Für den Kunden ist BNPL eine sehr bequeme Art der Bezahlung: Die modernen BNPL-Instrumente, die auch als POS-Kredit oder POS-Finanzierung bezeichnet werden, ermöglichen es den Verbrauchern, Zahlungen an Händler sofort zu stunden und ihre Schulden in verschiedenen Raten zu begleichen, und das alles im besten Fall zinsfrei. Auch Personen, die keine Kreditkarte beantragen können, was in wirtschaftlich unsicheren Zeiten häufig der Fall ist, haben so die Möglichkeit, ihre Zahlungen über einen längeren Zeitraum zu strecken.
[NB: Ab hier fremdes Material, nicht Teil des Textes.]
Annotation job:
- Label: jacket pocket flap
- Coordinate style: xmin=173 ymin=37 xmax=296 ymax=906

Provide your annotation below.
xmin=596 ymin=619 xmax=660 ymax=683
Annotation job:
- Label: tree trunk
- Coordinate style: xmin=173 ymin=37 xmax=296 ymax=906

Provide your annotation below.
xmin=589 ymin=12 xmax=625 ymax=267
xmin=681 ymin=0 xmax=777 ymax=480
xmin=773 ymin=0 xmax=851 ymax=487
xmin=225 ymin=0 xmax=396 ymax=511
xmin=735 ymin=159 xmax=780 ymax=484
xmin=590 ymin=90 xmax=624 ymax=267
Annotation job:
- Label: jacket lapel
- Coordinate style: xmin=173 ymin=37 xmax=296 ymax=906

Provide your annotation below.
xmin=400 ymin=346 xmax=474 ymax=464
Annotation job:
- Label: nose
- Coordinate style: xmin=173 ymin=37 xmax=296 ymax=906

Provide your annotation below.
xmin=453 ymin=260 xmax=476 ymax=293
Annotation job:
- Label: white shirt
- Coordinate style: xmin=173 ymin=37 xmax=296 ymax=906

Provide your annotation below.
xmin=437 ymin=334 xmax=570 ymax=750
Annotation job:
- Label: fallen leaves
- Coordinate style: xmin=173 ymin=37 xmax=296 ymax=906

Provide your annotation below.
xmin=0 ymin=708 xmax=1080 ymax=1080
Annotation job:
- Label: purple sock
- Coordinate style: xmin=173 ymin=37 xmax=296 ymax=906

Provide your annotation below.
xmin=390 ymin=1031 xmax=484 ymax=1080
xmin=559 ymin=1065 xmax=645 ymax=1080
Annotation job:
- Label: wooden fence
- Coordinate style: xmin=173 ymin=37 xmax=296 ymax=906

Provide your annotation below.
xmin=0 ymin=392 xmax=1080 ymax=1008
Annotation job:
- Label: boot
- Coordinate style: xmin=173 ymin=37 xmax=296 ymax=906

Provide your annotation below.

Durch die Nutzung von BNPL entfallen auch die Interbankenentgelte, die Kreditkartenanbieter bei Transaktionen erheben.

Im Vergleich zu Kreditkarten richten sich die Anbieter von BNPL-Produkten eher an Unternehmen als an den Endkunden. Das EHI hat herausgefunden, dass Unternehmen und insbesondere Online-Shops, die die Rechnung als eine der BNPL-Methoden anbieten, im Durchschnitt um 46 Prozent besser abschneiden als diejenigen, die diese Option nicht anbieten.

Kurzum: Kreditkarten werden nicht verschwinden und der Markt braucht beides. Oder, wie es in dem Bericht von Deloitte heißt: „Die Kreditkarte wird aufgrund ihrer besonderen Fähigkeit, die Bereitstellung von Krediten mit einem Zahlungsmittel zu kombinieren, ein wichtiges Produkt bleiben“, so das Fazit des Berichts. Dennoch bedient die BNPL einen weitgehend unterversorgten Markt. Im Durchschnitt haben nur etwa 33,7 Prozent der Europäer über 15 Jahren eine Kreditkarte. BNPL-Anbieter können diese riesige Lücke schließen, ohne der Kreditkartenindustrie Marktanteile wegzunehmen.

Abschließend lässt sich sagen, dass es für die meisten Kunden keine Entscheidung für ein Entweder-Oder sein wird. Beide Optionen bieten erhebliche Vorteile, haben aber auch einige Nachteile. BNPL-Unternehmen müssen aggressiv vorgehen, um sich auf dem Markt noch stärker durchsetzen zu können.